The 18 mor­tar shells were locat­ed by the ANA Route Clear­ance Com­pa­ny, in an undis­closed area. While they were able to be moved from the loca­tion, the UXOs still posed a pos­si­ble haz­ard. The ANA Explo­sive Ord­nance Dis­pos­al Unit was called to make cer­tain the threat would be eliminated. 

As part of an ongo­ing rela­tion­ship between the ANA 209th Corps and ISAF, train­ing is pro­vid­ed on many lev­els to pre­pare ANA sol­diers in the prop­er iden­ti­fi­ca­tion, dif­fu­sion and dis­pos­al of the dan­ger­ous muni­tions which are found in Afghanistan. 

A UXO can be han­dled in a num­ber of ways, depend­ing on many fac­tors. Some are extreme­ly volatile and mov­ing them would cause seri­ous safe­ty issues, so they are gen­er­al­ly blown in place. Oth­ers can be safe­ly han­dled and removed, but still require dis­pos­al, which need a con­trolled detonation. 

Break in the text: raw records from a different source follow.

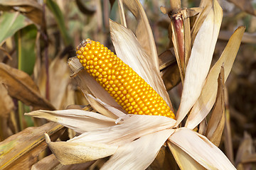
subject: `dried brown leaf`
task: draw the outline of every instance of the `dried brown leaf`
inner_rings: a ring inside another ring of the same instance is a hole
[[[55,140],[63,130],[62,125],[49,123],[41,127],[28,128],[0,142],[0,169],[30,169],[47,147],[43,132],[47,132]]]
[[[250,14],[256,15],[255,10],[253,8],[253,4],[251,1],[248,0],[228,0],[228,1],[233,3],[242,11],[244,11]]]
[[[0,84],[0,118],[6,118],[14,107],[12,98],[4,84]]]
[[[63,165],[58,160],[54,154],[50,154],[36,164],[33,164],[31,170],[41,170],[41,169],[55,169],[55,170],[84,170],[90,166],[94,162],[89,162],[85,164],[73,164],[73,165]]]
[[[175,57],[169,50],[159,55],[161,77],[167,91],[181,82],[179,69]]]
[[[253,152],[254,147],[252,138],[247,132],[245,132],[244,137],[241,141],[236,154],[235,164],[238,164],[240,162],[250,162],[248,158],[249,159],[252,160],[253,157],[250,157],[250,155],[252,155]],[[245,157],[247,157],[245,158]]]
[[[39,25],[42,30],[45,30],[46,22],[43,17],[43,7],[36,1],[0,0],[0,8],[19,11],[34,23]]]
[[[152,57],[156,68],[159,69],[159,64],[156,47],[152,30],[143,6],[138,0],[122,0],[128,9],[132,13],[137,21],[136,36],[142,48]]]
[[[228,40],[233,33],[228,30],[220,30],[218,38],[223,40]],[[256,44],[256,33],[245,33],[242,42]]]
[[[206,136],[218,147],[225,125],[224,67],[222,67],[218,78],[218,91],[215,107],[210,116]]]
[[[9,94],[34,109],[55,110],[40,94],[34,81],[26,73],[0,63],[0,82],[4,84]]]

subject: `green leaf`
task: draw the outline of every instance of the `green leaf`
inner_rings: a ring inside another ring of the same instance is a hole
[[[28,74],[33,73],[36,61],[35,45],[37,29],[35,25],[28,26],[16,34],[18,69]]]
[[[0,45],[18,30],[31,24],[26,16],[16,13],[4,12],[0,16]]]
[[[69,36],[67,29],[65,26],[65,20],[63,14],[62,13],[58,4],[52,0],[46,1],[47,7],[50,10],[50,11],[54,15],[55,18],[58,26],[59,27],[60,34],[63,38],[64,43],[66,46],[71,44],[71,38]]]

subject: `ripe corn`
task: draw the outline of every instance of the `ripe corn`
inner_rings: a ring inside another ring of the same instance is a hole
[[[82,41],[76,54],[87,72],[128,113],[175,118],[153,88],[99,42],[90,39]]]

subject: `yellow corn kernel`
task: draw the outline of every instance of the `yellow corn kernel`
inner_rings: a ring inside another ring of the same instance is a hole
[[[175,118],[165,101],[107,47],[90,39],[76,48],[85,69],[130,114]]]

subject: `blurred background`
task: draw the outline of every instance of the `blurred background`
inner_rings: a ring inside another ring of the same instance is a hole
[[[225,84],[232,151],[224,147],[225,137],[220,148],[224,152],[229,152],[229,158],[237,165],[245,153],[253,155],[243,165],[255,169],[256,1],[218,1],[223,9],[223,19],[213,63],[220,56],[233,31],[240,26],[246,26]],[[170,43],[171,21],[159,7],[169,7],[169,1],[140,2],[160,55]],[[199,0],[181,1],[182,6],[186,8],[198,6],[199,4]],[[134,31],[137,21],[128,10],[126,17],[128,28]],[[24,116],[24,113],[87,104],[76,82],[70,78],[67,62],[75,55],[75,47],[87,38],[114,51],[109,18],[120,23],[117,1],[0,1],[0,142],[27,127],[46,123],[43,120]],[[181,91],[181,84],[177,83],[169,88],[175,109]],[[23,94],[18,94],[21,91]]]

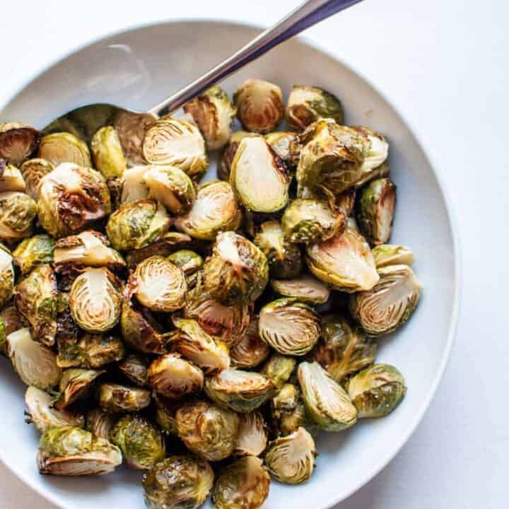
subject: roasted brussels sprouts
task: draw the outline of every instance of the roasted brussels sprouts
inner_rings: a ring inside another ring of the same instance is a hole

Through the coop­er­a­tion between the ANA’s 209th Corps and the U.S. Navy EOD Mobile Unit Three, a con­trolled det­o­na­tion was set up to safe­ly dis­pose of the mor­tar shells, while per­form­ing a check on training. 

“The ben­e­fit to this event is that the ANA guys have dif­fer­ent lev­els of knowl­edge of EOD,” said Pet­ty Offi­cer 2nd Class Aaron Helmer of the Mobile Unit Three. “This is a per­fect oppor­tu­ni­ty to see the skill lev­el of all of them and to see how well they are retain­ing what they have been taught.” 

Both teams con­voyed to the safe remote area used for con­trolled det­o­na­tion and worked togeth­er to prop­er­ly han­dle and set the demo­li­tions. At the site, the mixed groups sep­a­rat­ed into three dif­fer­ent teams to demon­strate the dif­fer­ent basic tech­niques to safe­ly dis­pose of ordnance. 

Helmer’s team uti­lized a main­line – branch line, a way to clear explo­sives from a nar­row path­way. Pet­ty Offi­cer 2nd Class Jonathan Tsui orga­nized what is called a ring – main­line, which is used to clear large areas and Lt. Romesh Hay­tas­ingh, the EOD Mobile Unit Three com­man­der, con­duct­ed the orga­nized demo­li­tion, used to con­trol the blast to inhib­it unnec­es­sary dam­age to the imme­di­ate area. 

While giv­ing the hands-on edu­ca­tion to the ANA through the use of trans­la­tors, they real­ized the essen­tial knowl­edge was present in each of the groups, as the ANA coun­ter­parts took charge in the instruction. 

“We got to a point, where we could stop talk­ing and just act as observers,” said Tsui. “They knew the basics and we had the oppor­tu­ni­ty to blend in and per­form the safe­ty checks for the work they were doing.” 

After the teams com­plet­ed the set up of the det­o­na­tions, the demo­li­tion leader, Pet­ty Offi­cer 2nd Class Ben John­son care­ful­ly inspect­ed the blast area for any safe­ty haz­ards and to make cer­tain the group’s efforts had been prop­er­ly per­formed. Upon his approval, he ordered the blast lines to be con­nect­ed and to be extend­ed to the des­ig­nat­ed safe area. The safe area pro­tects the team from pos­si­ble stray blast frag­ments and allows a dis­tant inspec­tion of the detonations. 

John­son per­formed a final check and pre­pared the team for det­o­na­tions by mak­ing cer­tain all present are wear­ing the prop­er pro­tec­tion. Then he ordered the select­ed mem­bers to ignite the blast. 

“Fire in the hole, fire in the hole, fire in the hole,” was announced loud­ly to pre­pare every­one for the blasts by the indi­vid­ual send­ing the charge to the explo­sives. Each blast was an audi­ble and visu­al acknowl­edg­ment of a suc­cess­ful det­o­na­tion. After all of the blasts, John­son walked to each loca­tion to ver­i­fy the com­ple­tion of the event. When he returned, every­one gath­ered a fol­low up assess­ment of the activity. 

Upon com­ple­tion, the teams con­voyed back to their respec­tive bases and per­formed the fol­low-on brief­in­gs for assess­ment from all par­tic­i­pants. Dur­ing the post blast brief, Lt. Hay­tas­ingh shared his eval­u­a­tion of the event. 

“The most suc­cess­ful part of the day was hav­ing one of the ANA guys step up and take over the train­ing,” Hay­tas­ingh said. “It shows these guys are tak­ing the train­ing and apply­ing it. They are also teach­ing it to their counterparts.” 

In a coun­try which has seen con­flict for near­ly 30 years, the land­scape is lit­tered with rem­nants of plant­ed explo­sive devices and UXOs. The tasks of han­dling these explo­sives are usu­al­ly the respon­si­bil­i­ty of high­ly-trained EOD tech­ni­cians. At the remote loca­tion of Camp Sha­heen, adja­cent to Camp Mike Spann, the mem­bers of the ANA are trained in EOD fun­da­men­tals, and are tak­ing the lead in the safe dis­pos­al of ordnance.